歌川芳虎という人の「東京日本橋風景」というもの。


一見、あまり江戸の頃と変わっていないようだが、
たった3年で、実は大きく変わっている。

高札場は、まだ、ある。
橋自体も木造の江戸のもののまま。

しかし、西洋風の馬車、それから、高札場の下にリヤカーのような
人が曳いている箱のようなもの。
後のもう少しスマートなものではないが、
これが人力車である、という。
ちょうど、この高札場の隣に人力車が営業許可を得て
店を開いた、とのこと。

展示で指摘されていたのは、江戸の頃との
書き込みの違い。

橋だったり、まわりの町並みよりも、ここを
歩いている、通っている人々にフォーカスがされている。
あたり前のことかもしれぬが、江戸からかわらないもの、
例えば魚河岸だったりにはフォーカスされていない。

ある意味、このあたりにもう既に、
明治以降の日本橋、いや、東京という街を
象徴しているように思われる。

新しい西洋文明を貪欲に取り入れ、文明開化にひた走って
江戸のものをどんどんと壊していった、という。

ともあれ。

日本橋はこのあとすぐに、丸い日本式の橋から平らな
西洋風の木造の橋に架け替えられた。

馬車に加えて、軌道上を走る鉄道馬車が通る。
このためにも、平らな橋である必要はあった。

鉄道馬車が市電に代わる。

そして、いよいよ明治44年(1911年)に石造りの橋になる。
これがなんと、今の橋。
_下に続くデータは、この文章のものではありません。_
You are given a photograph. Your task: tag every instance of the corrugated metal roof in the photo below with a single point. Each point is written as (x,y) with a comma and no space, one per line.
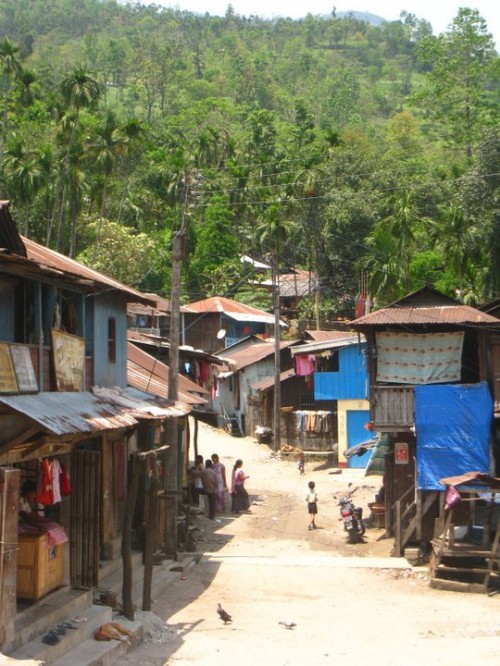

(つまり、去年で架橋100年。)
この時はやはり大イベントで、親子孫、三代の夫婦が
渡り初めをした、と、いい、またちょうど私製葉書が許可された
だかで、夥(おびただ)しい数の日本橋の絵葉書が売り出された
ようである。

その後、関東大震災にも耐え、東京大空襲の
爆撃にも耐え、残り、1999年には重要文化財になっている。

展示では触れられていないが東京オリンピックを前に、
日本橋の上には、首都高速が架けられ、日本橋から
青空がなくなった。

まあ、都の管理下にある江戸東京博物館で
この件について触れることはあえてしなかった
のではあろう。

あえて触れない、ということで、逆に
考えがわかるような気もするが。

肯定的な立場であれば、歴史として触れてもなんら
問題はなかろう。(まあ、江戸博の関係者は、そう思っていると
信じたいが。)

小泉政権の頃に、首都高の地下化の案も出たと聞くが、
今の日本にはもう既にその余裕がなくなってきている、の、か。

時間がかかってもよい、忘れないでほしい。

日本橋に青空を帰してやらねばならない。

私は、この日記を書いているかぎりは、このことは
言い続けなければいけないと、思っている。


重要文化財が、こんな状態でのままでよいとは、
どう考えても思えないではないか。

まして、日本橋は、400年以上も前からのこの都市、
江戸・東京の中心であり顔であり、象徴であった。

京都と比べると、このあたり、明確に東京は違っているだろう。
京都人は、絶対にこんなことはさせてこなかった。
同じ東海道五十三次の終着点の三条大橋は、青空の下に
今もある。

東京ならよいのか!、で、ある。

このことは、先に書いたように、明治以降、江戸を壊しながら
富国強兵、文明開化、戦後は高度経済成長に、突き進んできた
日本という国の首都東京の有様を象徴している。

だが、東京オリンピックを前にしたあの頃、、
都心を高架のハイウエーが走っている光景は、
未来っぽい感じで憧れの対象だったのかもしれない。
我々の父や祖父にあたる当時の東京人自身もそう思ったであろう。

しかし、私なども、明大前の中央高速・甲州街道沿いに
住んでいたことがあるが、街中の高架は日陰になるだけで
空気も悪く、景観上もよいことは一つもなかった。

もうそろそろ、よいではないか。
当時はわからなかったことも、いろいろわかってきたのだから。

そして、むろんのこと、東京にだって、
江戸からの歴史があることを思い出してほしいのである。

さて。

最後に、ちょっと余談めいているが、今回の展示で
おもしろかったものをもう一つだけ、挙げておきたい。

なにかといえば、「隅田川風物図巻」というもの。

江戸中期のもので、日本橋から日本橋川を下り、隅田川に出て、
そこから上流へ、新大橋、両国橋、蔵前、浅草、向島、木保寺、
あたりまでを描いた長い絵巻。

うしろから光をあてて夜の情景を表現したり、
見世物用のからくり絵巻に使われたもののよう。

個人的には、地図、ではなく、鳥瞰図であるため
川沿いの家々を含めた風景が、細かく書き込まれており、
とても参考になった。

つまり、繁華街は繁華街のように、大店は大店のように
描かれている。

例えば、両国あたり。

両国橋の両側は、見世物小屋などが立つ盛り場であったというが、
実際にどんな感じであったのか。
特に、東詰、今の両国、さらに南側は今では静かな住宅地で、
そんなことはとても想像ができなかったのである。
見世物小屋らしきものもあれば、その周辺には構えの大きな
大店らしく見えるもの並んでおり、この界隈の繁盛ぶりが
実感できるものであった。

また、夜の風景もあるので、両国は、花火。
この絵巻に描かれている花火は、今のような大きく円形に
開くものではなく、高さもそう高くなく、色も一色で、
今の子供用の打ち上げ花火が少し大きくなったような
ものが描かれていた。

こんなところで、江戸博『日本橋』+α(断腸亭の意見込み)、
一巻の読み切り。


やはり、日本橋を大切にしようよ!、で、ある。

偶然だが、2000回に適切な話題だったかもしれない。